The marksurfaces lump is a simple array of short integers.

typedef uint16_t BSPMARKSURFACE;

This lump is a simple table for redirecting the marksurfaces indexes in the leafs to the actial face indexes. A leaf inserts it's marksurface indexes into this array and gets the associated faces contained within this leaf.


The edges are defined as an array of structs:

typedef struct _BSPEDGE
    uint16_t iVertex[2]; // Indices into vertex array

The edges delimit the face and further refer to the vertices of the face. Each edge is pointing to the start and end vertex of the edge.

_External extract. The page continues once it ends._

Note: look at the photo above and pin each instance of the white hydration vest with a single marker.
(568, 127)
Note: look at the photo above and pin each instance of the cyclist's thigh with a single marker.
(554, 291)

Another array of integers.

typedef int32_t BSPSURFEDGE;

This lump represents pretty much the same mechanism as the marksurfaces. A face can insert its surfedge indexes into this array to get the corresponding edges delimitting the face and further pointing to the vertexes, which are required for rendering. The index can be positive or negative. If the value of the surfedge is positive, the first vertex of the edge is used as vertex for rendering the face, otherwise, the value is multiplied by -1 and the second vertex of the indexed edge is used.


Array of structs:

#define MAX_MAP_HULLS 4

typedef struct _BSPMODEL
    float nMins[3], nMaxs[3];          // Defines bounding box
    VECTOR3D vOrigin;                  // Coordinates to move the // coordinate system
    int32_t iHeadnodes[MAX_MAP_HULLS]; // Index into nodes array
    int32_t nVisLeafs;                 // ???
    int32_t iFirstFace, nFaces;        // Index and count into faces

A model is kind of a mini BSP tree. Its size is determinded by the bounding box spaned by the first to members of this struct. The major difference between a model and the BSP tree holding the scene is that the models use a local coordinate system for their vertexes and just state its origin in world coordinates. During rendering the coordinate system is translated to the origin of the model (glTranslate()) and moved back after the models BSP tree has been traversed. Furthermore their are 4 indexes into node arrays. The first one has proofed to index the root node of the mini BSP tree used for rendering. The other three indexes could probably be used for collision detection, meaning they point into the clipnodes, but I am not sure about this. The meaning of the next value is also somehow unclear to me. Finally their are direct indexes into the faces array, not taking the redirecting by the marksurfaces.